A native of Shaunavon, Saskatchewan,
Canada, Whyte received his bachelor’s degree in engineering physics
in 1986 from the University of Saskatchewan in Saskatoon. Studying at
Canada’s national fusion research facility, the Tokamak de Varennes
in Montreal, he earned a PhD in applied physics from the University
of Québec in 1992.
There he developed a system
that used high-powered lasers to create atomic beams that researchers
could inject into a tokamak plasma. The beams help them nonintrusively
track how particles (micro-sized bits of “dirt” the plasma
sloughs off the containment vessel’s inner wall) are transported
within the reactor. This dirt “poisons” the plasma and eventually
destroys potential fusion reactions.
Similarly, as a postdoctoral
fellow and later a research scientist at the University of California-San
Diego, Whyte spent the bulk of his time at the DIII-D National Fusion
Facility developing atomic-physics and measurement techniques to explain
what occurs in the plasma.
He also studied what to do
if the tokamak, or “magnetic bottle,” develops a leak. When
that occurs, the plasma escapes within a thousandth of a second and
pours massive amounts of heat and energy into what it contacts on the
way. “The idea is not to stop the disruption, but we trigger what
is essentially a safe shutdown of the plasma to minimize damage to the
components inside the reactor,” he says.
His solution was to develop
a system to inject a large gas “slug,” or jet, into the
plasma. “We try to take all the energy in the plasma and convert
it into light, and dissipate the energy by light,” he explains.

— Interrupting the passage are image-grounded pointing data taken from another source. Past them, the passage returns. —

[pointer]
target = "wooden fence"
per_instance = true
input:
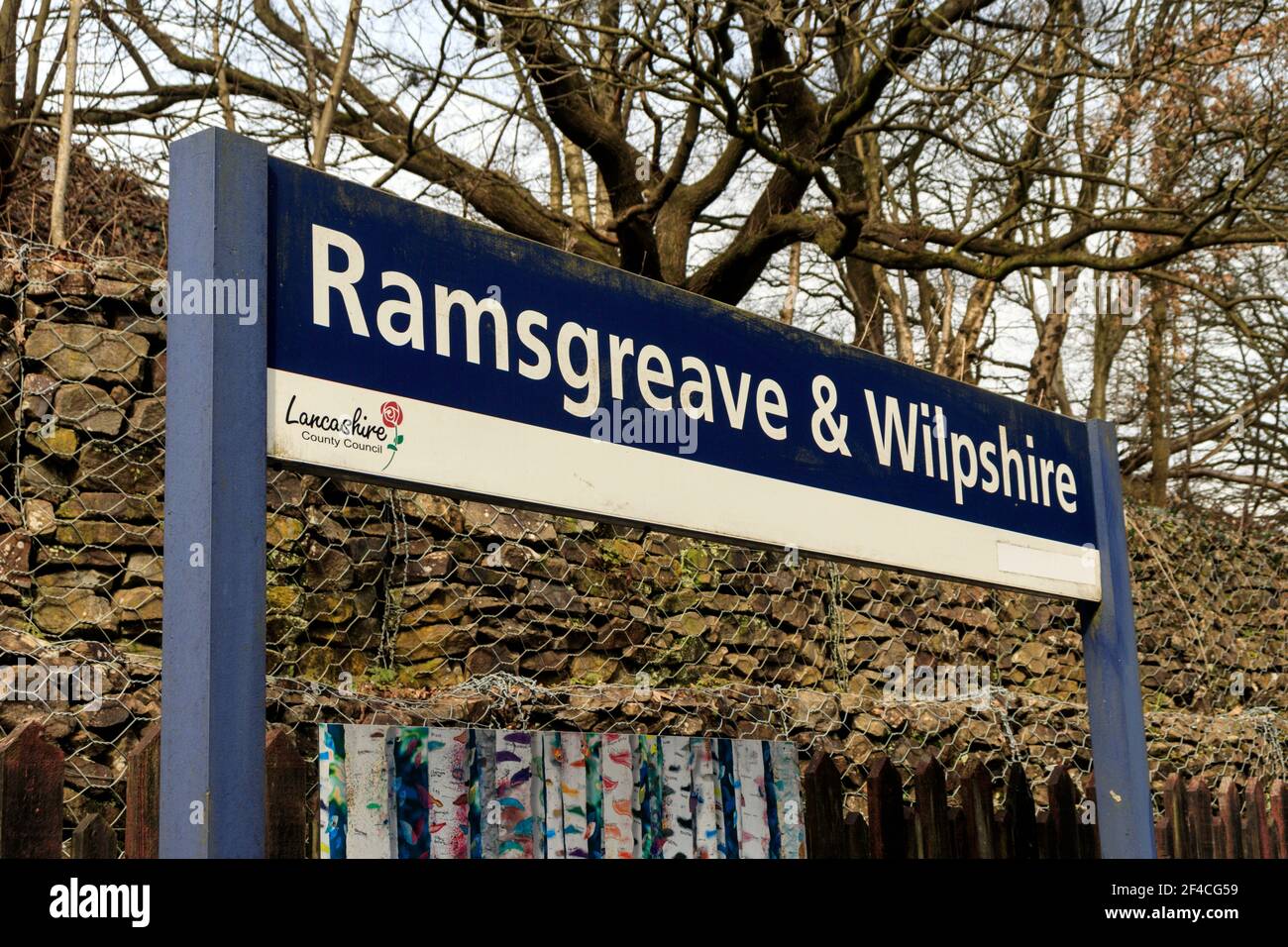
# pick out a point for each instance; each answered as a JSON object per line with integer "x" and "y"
{"x": 1252, "y": 823}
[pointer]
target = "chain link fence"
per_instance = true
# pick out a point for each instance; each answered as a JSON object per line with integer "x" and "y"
{"x": 399, "y": 607}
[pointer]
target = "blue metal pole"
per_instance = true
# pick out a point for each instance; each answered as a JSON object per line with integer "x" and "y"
{"x": 1125, "y": 812}
{"x": 213, "y": 622}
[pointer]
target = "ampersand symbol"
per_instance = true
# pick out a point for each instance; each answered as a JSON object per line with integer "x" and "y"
{"x": 824, "y": 397}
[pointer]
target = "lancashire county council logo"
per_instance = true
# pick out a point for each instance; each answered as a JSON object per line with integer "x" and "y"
{"x": 390, "y": 412}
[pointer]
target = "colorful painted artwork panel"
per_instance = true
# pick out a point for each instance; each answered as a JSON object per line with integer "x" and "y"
{"x": 443, "y": 792}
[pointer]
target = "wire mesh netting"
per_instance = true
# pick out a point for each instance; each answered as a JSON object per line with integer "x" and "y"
{"x": 400, "y": 607}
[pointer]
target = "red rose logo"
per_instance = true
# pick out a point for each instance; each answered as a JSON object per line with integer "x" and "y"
{"x": 390, "y": 414}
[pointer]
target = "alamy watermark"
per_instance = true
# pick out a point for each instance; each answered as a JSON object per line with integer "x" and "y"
{"x": 632, "y": 425}
{"x": 939, "y": 684}
{"x": 192, "y": 296}
{"x": 1089, "y": 292}
{"x": 53, "y": 684}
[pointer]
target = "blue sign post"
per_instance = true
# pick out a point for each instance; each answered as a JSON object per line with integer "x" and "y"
{"x": 410, "y": 348}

“Light is the best way because it doesn’t damage materials
as much and it more or less goes everywhere, so it kind of spreads the
pain.” The technique proved successful and Whyte recently reported
the results internationally.
In his research, both plasmas
and the materials they interact with carry equal weight. He joined the
DiMES (Diverter Material Evaluation Studies) project on the DIII-D tokamak
in 1995 and became its experimental coordinator. The project focused
mainly on testing materials for the containment vessel’s inner
wall in a realistic fusion environment. “Typically this is a very
thin layer of a few millimeters or more which basically is the contact
between the plasma and the rest of the world,” he says.
In theory, the layer should
be benign to the plasma, he says. In addition, it should extract heat
from the reactor efficiently. Given that the tokamak fuels deuterium
and tritium are forms of hydrogen, which is extremely chemically reactive,
there are few compatible materials that are mechanically feasible and
also can handle heat.
Among his group’s DiMES
discoveries were a plasma cooling method that stopped the quick erosion
of the reactor’s diverter plates, which remove power, heat and
ash from the system. In addition, the researchers conducted the first
careful physics studies of why tritium was becoming trapped in the containment
vessel’s inner wall.
It’s an ongoing question,
and one that Whyte hopes to answer at UW-Madison. In addition, he eagerly
anticipated working with students. “I’m very motivated to
attract and help train the next generation of people who will work on
this … because the problems are not going to be solved anytime
soon,” he says.
With his wife, Sandy, and daughters
Camille, 5, and Malindi, 2, he recently purchased a house here. And
after two hours daily on the road in San Diego, Whyte also is thankful
for his new “commute”: an eight-minute walk to work.